I read three books by Brigid Brophy, first Flesh, 1962, then The Finishing Touch, 1963, then In Transit, 1969. The first and second books were so different that I thought they must have been written years apart, but then I checked the dates and no.
The difference came down to the distribution of the atmosphere. In Finishing Touch all of the ideas are described by an archness that works as a kind of muting or gesture. You learn fairly quickly that
1. The two women you are reading about are teachers at an exclusive all-girls finishing school
2. They desire, and are sometimes desired by, their students
But the text is not direct. A group of girls passes by the teacher Antonia and it notes that
A butterfly sought the lavender grove.
A network of butterflies, flowers, and dresses is penetrated by the camp sharpness of the teachers' conversations and playful feints at toughness. Antonia bypasses the intoxicating nature of her madeira to describe fortified as "one of the strongest, most vibrant, almost bracing, of words" – (the author will not blatantly explain that madeira is fortified wine).
Brophy's sentences are broken up by ellipses, over and over again, by parentheses, by dashes, by side matters, by words in other languages – there is always some other issue that they want to talk about; there is always this gap that is filled invisibly.
She looked presidingly: from the indifferent face of Madame President's daughter (Antonia was sure, now, such girls were cold) to the baffled face of royalty, staring straight ahead as though air rather than the text could help her understanding, to the cross face of Eugénie Plash – Look away quickly (Heaven grant I am not to suffer a headache today), look back to the text, look down at … and thus, naturally, to let one's gaze slide off the text, slide off one's lap (pleasing though that was to look at), to alight …
The potential for betrayal by a student is so present and inevitable you feel The Prime of Miss Jean Brodie, 1961, hanging over everything – also unsaid.
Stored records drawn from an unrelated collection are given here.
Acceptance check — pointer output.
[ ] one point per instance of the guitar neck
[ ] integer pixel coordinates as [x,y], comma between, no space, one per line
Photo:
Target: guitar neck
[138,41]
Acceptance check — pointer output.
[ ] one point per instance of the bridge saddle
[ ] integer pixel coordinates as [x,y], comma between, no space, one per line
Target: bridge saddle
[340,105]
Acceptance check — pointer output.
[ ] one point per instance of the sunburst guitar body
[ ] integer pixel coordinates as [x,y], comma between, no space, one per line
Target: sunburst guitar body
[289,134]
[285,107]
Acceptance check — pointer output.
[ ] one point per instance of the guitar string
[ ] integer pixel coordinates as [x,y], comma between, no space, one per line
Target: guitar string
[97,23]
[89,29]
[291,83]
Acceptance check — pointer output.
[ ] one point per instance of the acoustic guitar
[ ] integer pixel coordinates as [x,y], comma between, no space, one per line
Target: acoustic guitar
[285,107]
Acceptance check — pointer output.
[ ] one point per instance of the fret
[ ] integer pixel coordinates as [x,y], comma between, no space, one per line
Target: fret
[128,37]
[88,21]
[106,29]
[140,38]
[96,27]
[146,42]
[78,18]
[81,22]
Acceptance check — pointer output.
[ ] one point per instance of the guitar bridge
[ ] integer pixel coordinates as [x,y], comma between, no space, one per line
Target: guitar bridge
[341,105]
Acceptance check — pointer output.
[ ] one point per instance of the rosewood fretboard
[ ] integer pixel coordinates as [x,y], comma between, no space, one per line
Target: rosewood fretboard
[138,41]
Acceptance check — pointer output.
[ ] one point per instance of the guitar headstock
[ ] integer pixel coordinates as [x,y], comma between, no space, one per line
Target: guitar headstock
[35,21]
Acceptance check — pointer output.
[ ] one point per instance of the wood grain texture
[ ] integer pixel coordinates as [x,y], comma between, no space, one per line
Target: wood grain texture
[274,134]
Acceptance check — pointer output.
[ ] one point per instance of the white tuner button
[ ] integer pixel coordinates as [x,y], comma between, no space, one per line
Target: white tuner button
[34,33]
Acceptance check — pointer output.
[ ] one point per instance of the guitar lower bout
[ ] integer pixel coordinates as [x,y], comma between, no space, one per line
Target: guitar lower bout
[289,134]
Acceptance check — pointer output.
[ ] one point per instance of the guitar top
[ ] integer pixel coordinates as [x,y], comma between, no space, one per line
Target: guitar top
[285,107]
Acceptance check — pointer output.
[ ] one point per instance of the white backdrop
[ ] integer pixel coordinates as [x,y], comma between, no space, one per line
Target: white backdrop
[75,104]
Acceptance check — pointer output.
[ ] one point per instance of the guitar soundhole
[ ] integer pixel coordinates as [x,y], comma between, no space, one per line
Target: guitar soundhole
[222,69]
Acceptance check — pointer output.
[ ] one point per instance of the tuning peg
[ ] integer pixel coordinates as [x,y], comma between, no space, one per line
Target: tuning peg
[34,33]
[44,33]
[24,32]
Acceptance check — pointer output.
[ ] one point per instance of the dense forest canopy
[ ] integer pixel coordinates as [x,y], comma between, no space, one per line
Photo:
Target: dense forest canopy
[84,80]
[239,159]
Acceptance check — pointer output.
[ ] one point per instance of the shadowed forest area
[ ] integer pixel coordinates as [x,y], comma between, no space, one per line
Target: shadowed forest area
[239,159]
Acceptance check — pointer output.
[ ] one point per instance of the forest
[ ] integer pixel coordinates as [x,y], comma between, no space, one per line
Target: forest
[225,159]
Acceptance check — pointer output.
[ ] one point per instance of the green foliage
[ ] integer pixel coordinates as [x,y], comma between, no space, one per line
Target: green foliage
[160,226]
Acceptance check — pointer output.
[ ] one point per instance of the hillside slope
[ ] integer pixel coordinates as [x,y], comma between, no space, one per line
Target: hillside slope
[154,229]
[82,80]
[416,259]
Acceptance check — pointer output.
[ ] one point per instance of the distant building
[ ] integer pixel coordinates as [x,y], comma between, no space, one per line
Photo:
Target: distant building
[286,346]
Sebastian Groes in British Fiction of the Sixties: the Making of the Swinging Decade, 2016, believes he has found a buried Brodie reference in Flesh, but he may be taking it too far.
But Brophy is not fascinated by Spark's doom of humankind, more interested in the potential for a vibration between saying something and not saying it, or making woman-signs and man-signs about yourself at the same time, sitting in a pretty garden and waxing over strong, fortified features, or teaching 'finishing' when all you really want is to start something.
The conclusion of The Finishing Touch, like the conclusions of Flesh and In Transit, is not the cold, rooted convulsion it is in a Spark; it seems to be something Brophy only does because books have to end at some point: such is the nature of books, and she has to go along with it, but, personally, she would rather not do anything so pointed and forceful as make a finish. Let her go on vibrating; that's what she wants.Or let the vibration vanish in a way that makes the world happy without (somehow without) actually being anything like a halt.
The vibration is there in Flesh but it only exists as individual points that the author makes for you to identify one by one and subsequently connect. You hear that Marcus loves Rubens' women, and then, later, when he has become plump, pleased, and sensuous, he looks at his body and says, "I've become a Rubens woman." So he is both of these points; the thing that looks and the thing it looks at. But his Rubens is not in the manners of the language that creates him and nor is his sensuality or his fat. Flesh is reasoning its vibration instead of feeling it while Finishing Touch is both thinking and feeling. That was what gave me the initial impression that Brophy had finally found out what she was saying. On reflection I don't believe this is true. But I think she knew more about what she was saying. She might have been using Jean Brodie as a guide, to focus herself.